The multiball starts. Since I have three body parts completed, it's scoring at six times the normal playfield value. Everyone else got one, maybe two parts started and so was at two or four times playfield value. Too bad there's not a jackpot ... oh, wait. There kinda is. At least, if I shoot the swinging lever that's called a vari-target, and if I hit it hard, something will ---
Snap!
That sound is me hitting the vari-target, and hard, at six-times playfield multiplier, rocketing from around third place to way out ahead in first place and going past the replay score. (The games are on free play, but some tables keep track of credits anyway.) bunny_hugger and MWS say they don't even know what happened. They just know that in like ten seconds my score quintupled. So it does. I have another first-place finish, and three more wins, in what's got to have been a shockingly sudden fashion.

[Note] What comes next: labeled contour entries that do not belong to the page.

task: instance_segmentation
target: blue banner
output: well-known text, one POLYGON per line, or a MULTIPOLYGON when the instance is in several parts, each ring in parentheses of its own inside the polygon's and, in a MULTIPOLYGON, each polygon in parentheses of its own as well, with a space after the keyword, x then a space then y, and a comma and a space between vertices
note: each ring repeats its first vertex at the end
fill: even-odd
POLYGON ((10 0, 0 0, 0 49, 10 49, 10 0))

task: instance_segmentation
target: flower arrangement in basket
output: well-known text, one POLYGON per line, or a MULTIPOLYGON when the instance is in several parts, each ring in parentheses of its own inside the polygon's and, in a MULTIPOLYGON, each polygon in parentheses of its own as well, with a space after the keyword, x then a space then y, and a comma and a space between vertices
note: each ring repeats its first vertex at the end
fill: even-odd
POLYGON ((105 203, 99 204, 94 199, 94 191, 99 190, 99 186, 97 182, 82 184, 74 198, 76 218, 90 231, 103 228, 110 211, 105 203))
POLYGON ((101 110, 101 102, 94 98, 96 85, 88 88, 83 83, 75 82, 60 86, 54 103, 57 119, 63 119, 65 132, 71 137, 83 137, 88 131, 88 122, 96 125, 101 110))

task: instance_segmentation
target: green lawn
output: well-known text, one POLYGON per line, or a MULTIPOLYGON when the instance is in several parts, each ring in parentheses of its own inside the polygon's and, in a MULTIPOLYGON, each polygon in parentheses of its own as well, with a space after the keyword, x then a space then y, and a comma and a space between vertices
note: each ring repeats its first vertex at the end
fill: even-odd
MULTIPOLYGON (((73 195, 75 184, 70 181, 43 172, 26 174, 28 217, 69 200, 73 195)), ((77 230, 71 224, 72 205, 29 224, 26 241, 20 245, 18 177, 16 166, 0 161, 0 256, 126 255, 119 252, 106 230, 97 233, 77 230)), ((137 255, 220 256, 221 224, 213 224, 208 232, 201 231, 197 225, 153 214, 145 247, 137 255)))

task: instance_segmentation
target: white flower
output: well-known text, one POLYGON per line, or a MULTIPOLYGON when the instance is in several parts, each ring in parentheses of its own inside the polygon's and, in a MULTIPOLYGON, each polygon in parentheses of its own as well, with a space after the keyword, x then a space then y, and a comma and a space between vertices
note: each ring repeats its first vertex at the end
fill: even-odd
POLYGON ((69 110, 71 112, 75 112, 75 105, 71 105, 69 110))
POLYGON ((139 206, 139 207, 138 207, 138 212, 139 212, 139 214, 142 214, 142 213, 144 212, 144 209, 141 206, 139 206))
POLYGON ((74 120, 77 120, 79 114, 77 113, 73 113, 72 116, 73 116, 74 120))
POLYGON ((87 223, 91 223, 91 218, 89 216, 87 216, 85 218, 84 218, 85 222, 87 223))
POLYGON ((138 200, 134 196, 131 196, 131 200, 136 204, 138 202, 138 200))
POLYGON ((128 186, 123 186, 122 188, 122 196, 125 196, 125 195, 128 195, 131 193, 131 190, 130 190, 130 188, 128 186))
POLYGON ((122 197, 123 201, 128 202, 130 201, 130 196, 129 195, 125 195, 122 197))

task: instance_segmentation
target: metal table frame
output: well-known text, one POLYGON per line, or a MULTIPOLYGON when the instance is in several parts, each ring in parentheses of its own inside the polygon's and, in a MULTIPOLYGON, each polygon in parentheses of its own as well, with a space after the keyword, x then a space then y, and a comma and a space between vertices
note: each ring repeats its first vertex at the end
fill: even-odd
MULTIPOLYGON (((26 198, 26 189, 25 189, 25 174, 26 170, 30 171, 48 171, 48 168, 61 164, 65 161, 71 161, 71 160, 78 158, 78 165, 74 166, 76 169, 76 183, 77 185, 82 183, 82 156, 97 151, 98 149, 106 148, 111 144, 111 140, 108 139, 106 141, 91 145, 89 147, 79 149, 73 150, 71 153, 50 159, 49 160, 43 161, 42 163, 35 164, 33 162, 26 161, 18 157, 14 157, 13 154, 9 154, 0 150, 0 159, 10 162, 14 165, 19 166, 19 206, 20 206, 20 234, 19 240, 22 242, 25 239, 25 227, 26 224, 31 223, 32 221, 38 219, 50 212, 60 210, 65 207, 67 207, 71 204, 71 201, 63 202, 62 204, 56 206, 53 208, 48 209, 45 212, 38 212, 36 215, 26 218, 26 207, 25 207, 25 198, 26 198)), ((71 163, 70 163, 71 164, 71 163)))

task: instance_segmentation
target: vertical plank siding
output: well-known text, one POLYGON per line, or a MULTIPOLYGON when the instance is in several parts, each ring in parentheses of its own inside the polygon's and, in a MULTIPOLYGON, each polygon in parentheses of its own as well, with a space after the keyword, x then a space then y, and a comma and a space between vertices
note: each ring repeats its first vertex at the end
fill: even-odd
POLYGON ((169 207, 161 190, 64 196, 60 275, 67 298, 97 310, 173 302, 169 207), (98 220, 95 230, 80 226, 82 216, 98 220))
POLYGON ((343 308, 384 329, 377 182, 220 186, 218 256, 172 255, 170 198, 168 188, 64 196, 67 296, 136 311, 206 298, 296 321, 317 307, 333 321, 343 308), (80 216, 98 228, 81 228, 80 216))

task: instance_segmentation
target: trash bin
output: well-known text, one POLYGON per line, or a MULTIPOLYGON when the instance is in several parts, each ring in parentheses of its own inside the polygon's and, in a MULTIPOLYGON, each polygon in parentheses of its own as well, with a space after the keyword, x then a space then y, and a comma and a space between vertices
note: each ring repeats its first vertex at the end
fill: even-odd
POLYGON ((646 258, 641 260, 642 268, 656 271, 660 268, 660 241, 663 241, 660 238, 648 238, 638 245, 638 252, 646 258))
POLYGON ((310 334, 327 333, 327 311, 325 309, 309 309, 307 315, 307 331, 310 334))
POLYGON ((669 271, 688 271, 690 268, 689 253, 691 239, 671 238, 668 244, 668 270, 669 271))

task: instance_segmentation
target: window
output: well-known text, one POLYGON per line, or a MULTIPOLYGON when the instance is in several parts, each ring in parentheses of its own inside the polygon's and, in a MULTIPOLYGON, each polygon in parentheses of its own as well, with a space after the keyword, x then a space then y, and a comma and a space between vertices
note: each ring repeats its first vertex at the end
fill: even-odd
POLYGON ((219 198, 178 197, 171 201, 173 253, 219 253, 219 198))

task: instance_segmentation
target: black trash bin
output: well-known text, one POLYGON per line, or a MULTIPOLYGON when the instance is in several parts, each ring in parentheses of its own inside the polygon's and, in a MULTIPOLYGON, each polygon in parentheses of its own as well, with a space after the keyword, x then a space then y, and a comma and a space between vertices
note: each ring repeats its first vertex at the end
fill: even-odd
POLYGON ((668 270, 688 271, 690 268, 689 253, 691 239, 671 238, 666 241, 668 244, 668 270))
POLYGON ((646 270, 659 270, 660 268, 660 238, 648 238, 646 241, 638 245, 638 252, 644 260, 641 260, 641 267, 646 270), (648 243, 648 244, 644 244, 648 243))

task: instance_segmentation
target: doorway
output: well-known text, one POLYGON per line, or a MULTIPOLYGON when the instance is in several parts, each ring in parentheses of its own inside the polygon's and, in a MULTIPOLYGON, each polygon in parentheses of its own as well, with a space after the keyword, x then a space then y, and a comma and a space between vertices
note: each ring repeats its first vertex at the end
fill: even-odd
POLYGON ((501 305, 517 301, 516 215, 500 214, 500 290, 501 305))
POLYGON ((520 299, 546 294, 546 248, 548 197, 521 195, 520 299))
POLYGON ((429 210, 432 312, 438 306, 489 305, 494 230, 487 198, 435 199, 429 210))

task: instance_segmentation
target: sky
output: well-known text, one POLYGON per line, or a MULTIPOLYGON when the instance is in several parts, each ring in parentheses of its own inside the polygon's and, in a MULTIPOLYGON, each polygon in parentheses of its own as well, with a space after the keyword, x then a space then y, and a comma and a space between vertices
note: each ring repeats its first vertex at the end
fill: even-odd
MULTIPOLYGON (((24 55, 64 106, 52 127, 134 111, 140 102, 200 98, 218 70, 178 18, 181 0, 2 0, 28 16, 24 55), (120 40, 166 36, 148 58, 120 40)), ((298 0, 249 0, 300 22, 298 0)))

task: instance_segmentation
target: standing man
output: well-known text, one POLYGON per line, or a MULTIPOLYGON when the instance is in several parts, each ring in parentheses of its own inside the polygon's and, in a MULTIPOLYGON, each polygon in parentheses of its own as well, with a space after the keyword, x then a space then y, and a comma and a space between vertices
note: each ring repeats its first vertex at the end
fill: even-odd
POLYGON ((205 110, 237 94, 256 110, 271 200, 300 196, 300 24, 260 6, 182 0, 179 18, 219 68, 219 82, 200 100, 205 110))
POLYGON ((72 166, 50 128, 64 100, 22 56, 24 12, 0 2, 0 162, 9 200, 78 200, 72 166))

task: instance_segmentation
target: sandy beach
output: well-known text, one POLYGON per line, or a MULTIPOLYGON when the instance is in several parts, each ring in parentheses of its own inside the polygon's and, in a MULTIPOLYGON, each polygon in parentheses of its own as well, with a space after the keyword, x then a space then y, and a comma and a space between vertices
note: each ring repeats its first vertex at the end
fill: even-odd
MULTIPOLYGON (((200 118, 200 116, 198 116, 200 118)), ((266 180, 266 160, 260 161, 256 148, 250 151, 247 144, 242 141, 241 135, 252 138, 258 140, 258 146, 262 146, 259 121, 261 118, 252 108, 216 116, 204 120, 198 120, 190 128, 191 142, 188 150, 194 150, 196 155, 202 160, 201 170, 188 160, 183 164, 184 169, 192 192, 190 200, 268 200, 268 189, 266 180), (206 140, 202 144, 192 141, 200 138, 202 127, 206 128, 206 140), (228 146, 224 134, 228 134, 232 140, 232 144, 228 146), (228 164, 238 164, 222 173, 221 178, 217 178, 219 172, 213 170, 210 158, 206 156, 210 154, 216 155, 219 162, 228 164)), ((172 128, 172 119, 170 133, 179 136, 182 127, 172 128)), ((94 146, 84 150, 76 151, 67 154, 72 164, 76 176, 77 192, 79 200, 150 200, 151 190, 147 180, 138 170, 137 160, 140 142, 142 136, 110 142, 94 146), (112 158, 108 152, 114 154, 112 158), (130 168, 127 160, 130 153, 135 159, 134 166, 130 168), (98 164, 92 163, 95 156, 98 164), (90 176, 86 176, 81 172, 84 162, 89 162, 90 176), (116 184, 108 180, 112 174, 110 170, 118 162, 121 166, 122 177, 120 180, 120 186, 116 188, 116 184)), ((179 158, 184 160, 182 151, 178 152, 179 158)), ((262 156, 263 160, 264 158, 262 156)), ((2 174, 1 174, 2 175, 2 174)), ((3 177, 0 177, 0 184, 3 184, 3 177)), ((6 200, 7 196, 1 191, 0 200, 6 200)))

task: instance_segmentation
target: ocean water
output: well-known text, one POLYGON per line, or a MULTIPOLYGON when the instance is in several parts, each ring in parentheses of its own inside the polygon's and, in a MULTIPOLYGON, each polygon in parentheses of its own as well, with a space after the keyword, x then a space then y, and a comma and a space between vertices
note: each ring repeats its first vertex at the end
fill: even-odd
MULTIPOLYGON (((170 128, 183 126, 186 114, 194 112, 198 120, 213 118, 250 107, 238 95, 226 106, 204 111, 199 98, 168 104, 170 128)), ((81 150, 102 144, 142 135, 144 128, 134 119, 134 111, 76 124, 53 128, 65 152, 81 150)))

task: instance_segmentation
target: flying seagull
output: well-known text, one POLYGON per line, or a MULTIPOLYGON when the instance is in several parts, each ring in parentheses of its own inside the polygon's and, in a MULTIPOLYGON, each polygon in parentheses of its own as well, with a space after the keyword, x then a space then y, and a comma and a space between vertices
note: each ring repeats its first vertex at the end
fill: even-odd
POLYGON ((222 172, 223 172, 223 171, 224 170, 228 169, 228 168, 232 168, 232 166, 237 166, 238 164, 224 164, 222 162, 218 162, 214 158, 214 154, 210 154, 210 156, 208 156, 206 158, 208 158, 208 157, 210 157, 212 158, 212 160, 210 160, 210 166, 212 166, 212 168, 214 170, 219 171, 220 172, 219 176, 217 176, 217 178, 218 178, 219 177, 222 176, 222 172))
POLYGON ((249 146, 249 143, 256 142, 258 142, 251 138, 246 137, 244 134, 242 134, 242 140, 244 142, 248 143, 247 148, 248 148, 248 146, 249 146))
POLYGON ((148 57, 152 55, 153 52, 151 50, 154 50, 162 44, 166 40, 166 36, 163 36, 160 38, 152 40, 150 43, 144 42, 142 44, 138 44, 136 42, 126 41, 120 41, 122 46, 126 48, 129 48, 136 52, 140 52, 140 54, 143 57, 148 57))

bunny_hugger asks what I was doing that I scored like that. I have a rare moment of actual cut-throat competition. I turn away and tell her softly that I'll tell her what I'm doing when we're done playing Genesis. I mean, after the finals, if it comes to that. Melodramatic? Maybe. But an edge like that I don't want to let go of easily.
I've got seven wins so far; there's an excellent chance that even if I finish last next game I'll be into the finals. (As it transpires, yes, I would have.) It's a relaxing place to go into the last game from.
I don't finish the last body part, and so I don't get the wizard-mode revelation of the Maria android, which is the only thing missing from this performance.
Last game: Stars again. I don't start out well. But nobody does. One poor fellow has two house balls. I finish the third ball hanging on, improbably, to first place with a meager 58,100. Anybody ought to be able to beat that. Somehow, only one person does. Once again, bunny_hugger's second-place score would beat any of us. Indeed, her score would have beaten all of ours added together.
But this has given me another two wins, for nine total. I am in the finals, and the top seed.
Trivia: In 1345 the Count of Holland prepared for his campaign agains the Frisians, in part, by ordering the preparation of 7,342 cod caught off the coast. Source: Salt: A World History, Mark Kurlansky.
Currently Reading: A Gambling Man: Charles II's Restoration Game, Jenny Uglow.